The intervals of M3 and P5 have many harmonics aligned and those that are not aligned are far enough apart to avoid the beating that contributes to dissonance. These intervals are generally considered consonant.

I would recommend looking at a text like "Physics and the Sound of Music" by Rigden. It covers all these topics and does not assume a science background.

When it comes to building chords there is more that choosing notes, the order of the notes contributes to the overall quality of sound and there are some rules of thumb in this regard. For example it is generally a good idea to have large intervals in the bass and smaller intervals in the upper voices. The reason for this has to do with the fact that the human ear has limited resolution for distinguishing notes and this resolution is a function of average frequency of the interval. It turns out that out judgement of "consonant" and "dissonant" are frequency dependent. In the bass register a 3rd can sound muddy and is sometimes judged as dissonant, in contrast in the soprano register an M2 can sound consonant.
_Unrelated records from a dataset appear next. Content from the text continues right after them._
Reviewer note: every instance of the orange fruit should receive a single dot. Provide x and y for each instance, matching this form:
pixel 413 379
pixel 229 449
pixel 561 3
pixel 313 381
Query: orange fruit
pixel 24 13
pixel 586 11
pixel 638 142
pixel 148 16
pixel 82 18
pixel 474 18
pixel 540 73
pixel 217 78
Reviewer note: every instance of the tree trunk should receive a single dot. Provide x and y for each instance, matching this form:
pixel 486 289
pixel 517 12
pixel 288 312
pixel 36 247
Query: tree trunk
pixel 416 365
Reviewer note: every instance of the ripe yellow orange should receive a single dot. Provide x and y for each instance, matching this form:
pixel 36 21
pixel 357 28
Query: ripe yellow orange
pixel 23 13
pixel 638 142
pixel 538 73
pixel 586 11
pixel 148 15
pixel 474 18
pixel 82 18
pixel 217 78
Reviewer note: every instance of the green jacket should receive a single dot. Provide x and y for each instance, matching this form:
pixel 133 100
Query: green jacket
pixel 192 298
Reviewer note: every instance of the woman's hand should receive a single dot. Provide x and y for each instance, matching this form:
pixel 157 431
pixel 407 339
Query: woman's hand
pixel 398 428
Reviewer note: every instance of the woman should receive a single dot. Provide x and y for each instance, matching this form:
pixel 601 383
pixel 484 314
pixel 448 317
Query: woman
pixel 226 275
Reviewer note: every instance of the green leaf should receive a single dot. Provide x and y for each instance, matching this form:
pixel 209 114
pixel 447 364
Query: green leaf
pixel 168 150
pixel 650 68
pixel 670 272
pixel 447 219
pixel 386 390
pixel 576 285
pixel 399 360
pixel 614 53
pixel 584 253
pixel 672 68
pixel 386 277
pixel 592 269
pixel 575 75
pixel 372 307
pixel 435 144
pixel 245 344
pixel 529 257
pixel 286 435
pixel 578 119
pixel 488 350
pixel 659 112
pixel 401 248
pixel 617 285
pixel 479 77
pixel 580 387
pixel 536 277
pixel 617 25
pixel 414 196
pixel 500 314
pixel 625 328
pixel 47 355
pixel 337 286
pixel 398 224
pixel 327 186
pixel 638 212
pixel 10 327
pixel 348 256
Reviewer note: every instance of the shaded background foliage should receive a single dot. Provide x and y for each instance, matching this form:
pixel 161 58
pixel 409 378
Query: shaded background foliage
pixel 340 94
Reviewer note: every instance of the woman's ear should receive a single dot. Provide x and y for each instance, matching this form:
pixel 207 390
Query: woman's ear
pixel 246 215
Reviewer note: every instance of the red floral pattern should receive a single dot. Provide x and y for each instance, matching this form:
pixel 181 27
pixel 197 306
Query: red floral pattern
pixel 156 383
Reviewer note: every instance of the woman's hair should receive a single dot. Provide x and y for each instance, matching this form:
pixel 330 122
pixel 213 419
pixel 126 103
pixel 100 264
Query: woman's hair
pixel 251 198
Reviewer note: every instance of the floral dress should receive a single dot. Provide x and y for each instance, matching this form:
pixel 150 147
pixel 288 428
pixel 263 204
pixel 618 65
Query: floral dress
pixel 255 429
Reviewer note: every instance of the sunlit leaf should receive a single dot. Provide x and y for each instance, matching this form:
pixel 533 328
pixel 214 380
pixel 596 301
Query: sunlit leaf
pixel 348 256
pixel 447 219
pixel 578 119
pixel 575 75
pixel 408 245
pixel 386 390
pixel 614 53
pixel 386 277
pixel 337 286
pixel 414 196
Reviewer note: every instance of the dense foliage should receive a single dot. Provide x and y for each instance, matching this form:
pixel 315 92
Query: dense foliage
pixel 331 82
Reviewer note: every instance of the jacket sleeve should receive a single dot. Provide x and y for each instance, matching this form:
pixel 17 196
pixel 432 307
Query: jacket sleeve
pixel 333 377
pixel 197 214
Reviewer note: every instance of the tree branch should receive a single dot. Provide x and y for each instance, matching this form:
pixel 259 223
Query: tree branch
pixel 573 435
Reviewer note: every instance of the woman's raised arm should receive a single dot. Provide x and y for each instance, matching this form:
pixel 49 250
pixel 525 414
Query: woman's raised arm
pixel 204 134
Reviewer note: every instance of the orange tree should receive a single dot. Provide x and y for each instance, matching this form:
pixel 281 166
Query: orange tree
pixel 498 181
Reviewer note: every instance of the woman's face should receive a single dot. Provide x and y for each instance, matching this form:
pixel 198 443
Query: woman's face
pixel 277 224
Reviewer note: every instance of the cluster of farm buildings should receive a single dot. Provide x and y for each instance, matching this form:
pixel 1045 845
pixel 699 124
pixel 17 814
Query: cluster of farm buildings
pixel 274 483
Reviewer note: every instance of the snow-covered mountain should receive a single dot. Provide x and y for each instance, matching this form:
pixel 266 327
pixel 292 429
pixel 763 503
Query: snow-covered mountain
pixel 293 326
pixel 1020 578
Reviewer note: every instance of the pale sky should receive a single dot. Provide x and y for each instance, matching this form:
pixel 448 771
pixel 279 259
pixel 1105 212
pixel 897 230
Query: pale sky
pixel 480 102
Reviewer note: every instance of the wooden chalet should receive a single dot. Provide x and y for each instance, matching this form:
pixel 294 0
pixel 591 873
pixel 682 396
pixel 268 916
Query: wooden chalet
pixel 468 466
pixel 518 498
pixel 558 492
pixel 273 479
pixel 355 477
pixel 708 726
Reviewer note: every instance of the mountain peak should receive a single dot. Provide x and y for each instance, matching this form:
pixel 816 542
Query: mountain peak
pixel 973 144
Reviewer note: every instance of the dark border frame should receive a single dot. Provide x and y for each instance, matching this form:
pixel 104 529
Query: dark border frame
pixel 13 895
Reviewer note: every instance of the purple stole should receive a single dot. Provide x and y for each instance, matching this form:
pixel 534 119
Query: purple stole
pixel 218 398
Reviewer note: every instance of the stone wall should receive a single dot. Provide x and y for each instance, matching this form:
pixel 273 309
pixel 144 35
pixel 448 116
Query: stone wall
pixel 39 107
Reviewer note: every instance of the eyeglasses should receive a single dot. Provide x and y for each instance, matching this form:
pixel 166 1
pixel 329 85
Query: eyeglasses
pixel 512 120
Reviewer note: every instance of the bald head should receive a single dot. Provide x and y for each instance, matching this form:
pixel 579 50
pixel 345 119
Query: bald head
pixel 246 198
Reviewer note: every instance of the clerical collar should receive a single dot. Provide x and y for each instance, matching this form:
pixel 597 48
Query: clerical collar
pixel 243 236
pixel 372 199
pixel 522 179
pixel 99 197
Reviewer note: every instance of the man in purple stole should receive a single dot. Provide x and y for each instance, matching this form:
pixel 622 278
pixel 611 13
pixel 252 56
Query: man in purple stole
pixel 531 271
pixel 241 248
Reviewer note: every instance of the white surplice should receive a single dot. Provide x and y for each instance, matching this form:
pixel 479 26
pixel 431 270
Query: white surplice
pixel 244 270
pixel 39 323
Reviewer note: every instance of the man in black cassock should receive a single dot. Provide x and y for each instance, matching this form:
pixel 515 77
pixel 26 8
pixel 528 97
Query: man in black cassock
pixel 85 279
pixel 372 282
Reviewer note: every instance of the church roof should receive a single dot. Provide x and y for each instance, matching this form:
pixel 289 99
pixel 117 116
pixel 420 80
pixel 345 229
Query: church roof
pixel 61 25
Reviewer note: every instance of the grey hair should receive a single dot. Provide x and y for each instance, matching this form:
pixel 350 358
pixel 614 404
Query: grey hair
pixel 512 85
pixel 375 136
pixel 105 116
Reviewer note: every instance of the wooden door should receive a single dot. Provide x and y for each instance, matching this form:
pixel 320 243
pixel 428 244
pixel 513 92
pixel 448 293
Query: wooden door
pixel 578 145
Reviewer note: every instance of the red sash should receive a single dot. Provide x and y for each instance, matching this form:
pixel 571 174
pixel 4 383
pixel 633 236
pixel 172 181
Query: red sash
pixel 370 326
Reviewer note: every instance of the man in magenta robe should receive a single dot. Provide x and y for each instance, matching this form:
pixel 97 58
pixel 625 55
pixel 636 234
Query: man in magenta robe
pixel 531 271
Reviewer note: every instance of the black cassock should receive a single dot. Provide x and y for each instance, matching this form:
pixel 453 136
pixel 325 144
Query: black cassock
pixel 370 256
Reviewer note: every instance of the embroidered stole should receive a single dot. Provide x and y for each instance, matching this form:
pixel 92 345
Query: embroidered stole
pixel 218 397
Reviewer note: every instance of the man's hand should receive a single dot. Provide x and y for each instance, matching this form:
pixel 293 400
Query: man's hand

As for micro tonal chords? I have been interested in such things too, more specifically micro tonal resolutions in chord movement. I use 1/4 tones frequently but it is usually in passing. The 12TET system actually does not adhere to the harmonic structure that our ears and brain are tuned to and there are more that 12 distinct tones in an octave that can be derived from harmonics, I've read about Just scales that have 17 notes in them. In such cases one can manipulate the intervals to play with the harmonics and perhaps create novel (or rediscover old) chords. However, if you are looking at micro-tone scales built up from equal temperament, like 24 tone chromatics etc. I think these will always produce more dissonant intervals than the standard scales we use. In the case of the 12TET major scale (i.e. diatonic scale built from tones in the 12TET chromatic scale) the difference is extremely small and most folks cannot tell that the harmonics are slightly off. In my opinion introducing more micro tones hurts in this regard more than it helps but that's just my opinion. Some of us enjoy the beating (pun intended) and dissonance becomes enjoyable. Other than the description of consonance and dissonance in terms of harmonics I have not seen a general rule of thumb for chord building that would generalise to micro tonal scales.

  • 1
    "fraction of small integers" means something like 3/2 (pure fifth) or 6/5 (minor third), not the 18/17, 17/16 or more realistically almost irrational number that minor second is.
    – ojs
    Commented Oct 2, 2020 at 18:08
  • A just minor second is NOT irrational. On the other hand ALL 12TET intervals are irrational.
    – user50691
    Commented Oct 2, 2020 at 18:49
  • With "realistically" I meant that any tuning with reasonable amount of well tuned larger intervals isn't going to have just minor seconds.
    – ojs
    Commented Oct 3, 2020 at 9:30

Notes with low integer ratios between them will sound most consonant and pleasing and restful. The notes low in the harmonic series will naturally have this property because they are made by fitting a wave into a particular length of tubing or string an integer number of times. If we look at the key of C we would have the following harmonics

  1. C
  2. C
  3. G
  4. C
  5. E
  6. G
  7. B flat
  8. C
  9. D
  10. E
  11. F (very sharp)
  12. G

Octaves sound great, and always have a 1:2 ratio. Other ratios like 2:3 giving a perfect 5th (C and G) and 3:4 giving a fourth (G and C) and 4:5 giving a major third. A tritone though has a ratio of 5:7

The lowest three distinct notes (ie. Classing octaves as the same note) are C E and G and the most complex ratios are 3:5 and 5:6 between the two Gs and the E, forming a 6th and a 3rd, meaning that major chords will have the least tension of any triad.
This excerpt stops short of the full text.